Si le premier Terrifier date de 2017, il faut en fait remonter au court-métrage The 9th Circle de 2008 pour trouver la première apparition d'Art le Clown, tueur muet et sadique, qui revenait également dans le film à sketchs All Hallow's Eve (2013). Sa popularité est pourtant relativement récente : les méfaits d'Art sont longtemps restés confidentiels, le premier Terrifier a obtenu un succès d'estime et un petit statut de film culte grâce à son approche méchante et poisseuse proche du torture-porn mais surtout à la silhouette sinistre de ce nouveau boogeyman. Le second film a en revanche rencontré un succès surprise lors de sa sortie américaine (rapportant 15 millions de dollars pour un budget de... 250 000) et même eu droit à une sortie en France alors que la saga prenait alors un virage totalement fou, entre fantasy onirique et "blockbuster" gore cartoonesque extrême aussi jouissif que malade. Terrifier 3 ne sort plus comme un petit film surprise et a même eu droit à une campagne promo surprise avec une interdiction aux moins de 18 ans rarissime en France annoncée quelques jours avant sa sortie (doit-on y voir un coup malin joué par le distributeur, générant ainsi un buzz supplémentaire ?).

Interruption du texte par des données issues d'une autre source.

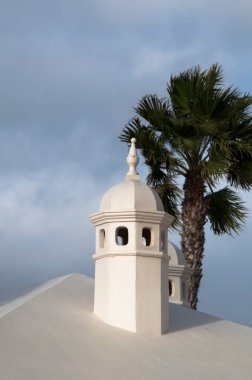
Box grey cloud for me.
[0,169,98,299]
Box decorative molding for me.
[92,251,169,261]
[89,210,173,226]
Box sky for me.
[0,0,252,327]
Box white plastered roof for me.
[1,274,252,380]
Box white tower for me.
[89,139,173,334]
[168,241,193,307]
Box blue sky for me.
[0,0,251,326]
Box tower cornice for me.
[89,210,173,226]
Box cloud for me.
[133,45,203,78]
[0,168,100,297]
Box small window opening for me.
[161,231,166,251]
[169,280,173,296]
[142,228,151,246]
[99,229,106,248]
[182,281,186,300]
[116,227,128,246]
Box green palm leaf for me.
[205,188,248,235]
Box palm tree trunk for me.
[181,172,207,309]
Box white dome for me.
[168,241,186,266]
[100,180,164,212]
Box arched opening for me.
[99,229,106,248]
[116,227,128,246]
[169,280,173,296]
[142,228,151,246]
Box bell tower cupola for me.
[89,139,173,334]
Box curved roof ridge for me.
[0,273,74,318]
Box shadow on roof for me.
[169,302,220,333]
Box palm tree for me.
[120,64,252,309]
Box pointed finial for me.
[125,138,140,182]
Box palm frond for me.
[201,158,227,182]
[204,63,224,90]
[227,153,252,190]
[147,173,182,231]
[134,95,170,128]
[119,117,143,144]
[205,187,248,235]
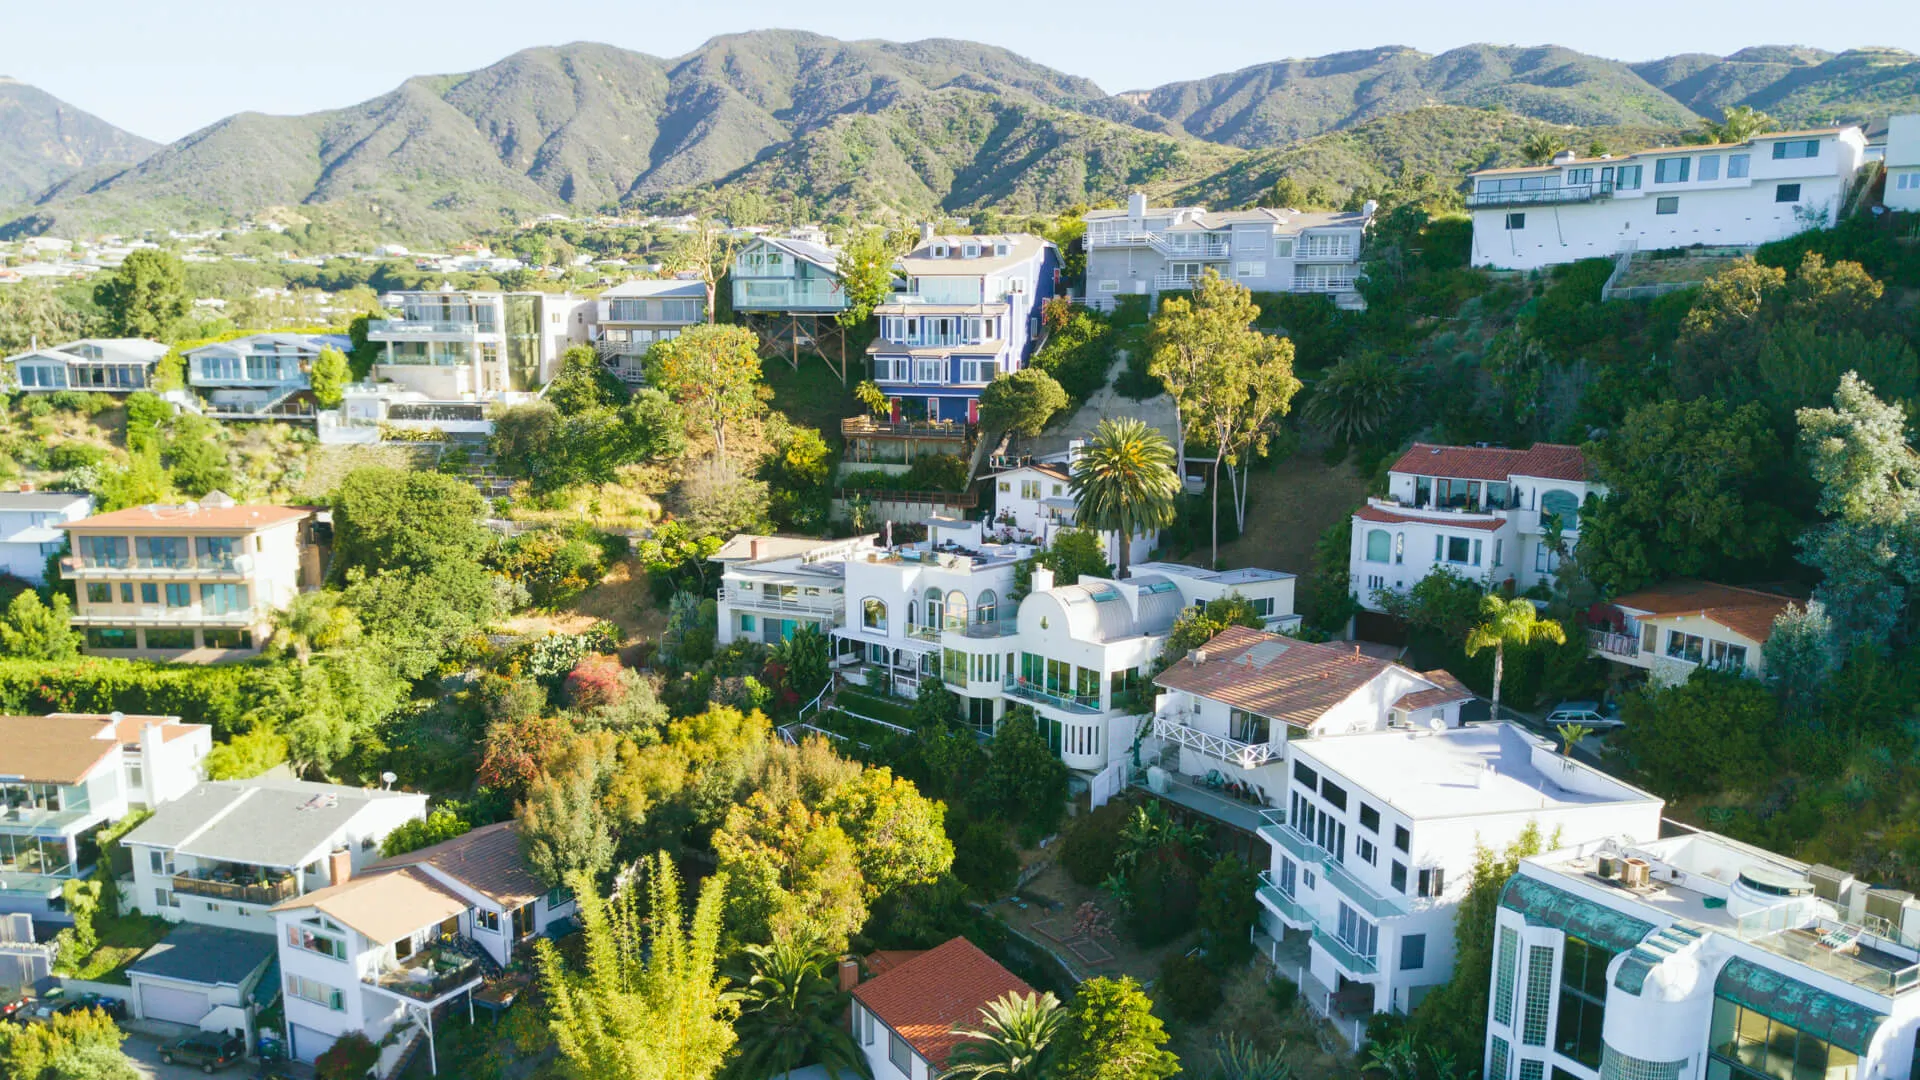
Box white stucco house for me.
[1881,113,1920,212]
[0,490,93,583]
[1352,443,1601,613]
[1467,126,1869,270]
[988,458,1156,567]
[1586,579,1794,686]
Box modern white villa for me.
[184,332,351,421]
[988,457,1157,566]
[1351,443,1600,614]
[592,278,705,385]
[1467,126,1870,270]
[1083,193,1374,311]
[1484,829,1920,1080]
[4,338,170,393]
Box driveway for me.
[125,1032,219,1080]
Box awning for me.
[1498,874,1656,953]
[1716,956,1888,1055]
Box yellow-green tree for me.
[646,324,767,463]
[537,855,736,1080]
[310,347,351,407]
[1464,594,1566,716]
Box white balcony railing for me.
[1151,714,1276,769]
[1588,629,1640,658]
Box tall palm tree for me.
[727,938,870,1080]
[1464,594,1567,717]
[1704,105,1776,144]
[945,991,1064,1080]
[1520,132,1569,166]
[1069,416,1180,581]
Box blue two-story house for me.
[184,333,352,421]
[867,229,1059,427]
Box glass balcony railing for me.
[1313,928,1379,976]
[1001,677,1102,715]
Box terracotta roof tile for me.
[64,502,310,533]
[1395,670,1475,712]
[366,821,545,909]
[850,937,1035,1069]
[1355,505,1506,532]
[1152,626,1394,730]
[1608,580,1796,644]
[1388,443,1588,483]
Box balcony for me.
[0,803,94,834]
[368,944,483,1002]
[1257,870,1314,927]
[366,319,492,338]
[1002,677,1102,715]
[840,416,970,442]
[70,608,258,628]
[946,620,1018,640]
[1152,273,1205,291]
[61,555,254,579]
[1588,629,1640,659]
[1312,928,1379,976]
[718,586,841,620]
[1154,237,1231,260]
[1291,277,1357,294]
[1151,714,1277,769]
[172,868,298,906]
[1257,817,1408,918]
[1465,182,1613,210]
[732,279,847,311]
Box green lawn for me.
[761,355,860,450]
[62,912,173,984]
[833,687,917,728]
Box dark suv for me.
[159,1032,246,1073]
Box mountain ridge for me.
[0,78,157,208]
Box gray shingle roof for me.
[121,777,424,869]
[130,924,276,987]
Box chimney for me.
[1192,648,1209,666]
[1030,567,1054,594]
[328,846,353,887]
[838,956,860,992]
[18,481,32,493]
[1552,149,1577,165]
[919,223,935,245]
[749,538,766,560]
[1127,192,1147,220]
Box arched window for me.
[1365,529,1392,563]
[862,598,888,632]
[1540,489,1580,530]
[945,590,968,631]
[1394,532,1405,565]
[976,589,999,626]
[923,587,943,631]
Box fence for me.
[1089,759,1128,809]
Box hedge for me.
[0,658,292,737]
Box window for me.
[1698,155,1721,181]
[1442,536,1473,565]
[154,888,175,909]
[165,583,190,608]
[1235,261,1266,278]
[1356,836,1378,865]
[148,850,170,874]
[1400,933,1427,971]
[1566,168,1593,185]
[1710,997,1857,1080]
[1656,196,1679,215]
[1335,902,1378,963]
[1391,861,1408,893]
[889,1030,912,1074]
[1775,183,1802,203]
[872,357,910,382]
[1707,640,1749,673]
[85,628,135,649]
[125,762,143,791]
[1556,936,1615,1068]
[1505,213,1526,230]
[1771,139,1820,160]
[199,584,248,615]
[1520,1062,1543,1080]
[1320,779,1347,811]
[1494,538,1504,567]
[1394,825,1410,852]
[286,974,345,1011]
[1490,1038,1511,1080]
[1521,944,1555,1045]
[1535,542,1561,574]
[1494,926,1520,1025]
[86,583,111,604]
[1358,804,1380,832]
[140,583,158,604]
[286,923,347,961]
[1615,165,1643,190]
[1229,709,1270,744]
[119,582,134,603]
[739,613,756,634]
[1727,153,1751,178]
[862,598,888,632]
[1540,489,1580,529]
[1365,529,1391,563]
[1294,761,1317,788]
[914,358,943,384]
[1274,239,1294,257]
[145,628,194,650]
[1654,157,1690,184]
[1098,280,1119,293]
[1665,630,1704,664]
[959,358,996,383]
[1417,866,1446,898]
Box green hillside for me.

Ne vous inquiétez pas trop cependant pour Terrifier 3 (qui a attiré 45 000 spectateurs en France rien que le jour de sa sortie, alors que le second en avait fait venir 71000 en tout), le distributeur ESC a maîtrisé la bête et en a fait une attraction de fête foraine, la preuve : on nous distribue même des sacs à vomi à l'image du film en entrant dans la salle, "au cas ou". Reproduire des gimmicks à la William Castle qui, dans les années 50, vendait des assurances vie avant les projections de ses films "pour ceux qui risqueraient d'y mourir de peur" (entre autres idées aussi géniales), c'est sympa. Le cinéma d'horreur et ses fans se régalent de ce genre de petites blagues qui s'amusent de l'aura sulfureuse d'une œuvre souvent totalement exagérée. Un peu comme ces gens qui, dans les années 90 et 2000, priaient pour le salut de votre âme, à genou sur le trottoir, quand vous alliez voir Marilyn Manson... On le savait alors et c'est toujours le cas aujourd'hui : on ferait mieux de s'inquiéter pour notre porte-monnaie et l'arnaque qui se cache souvent derrière toute cette promo, prévue ou non.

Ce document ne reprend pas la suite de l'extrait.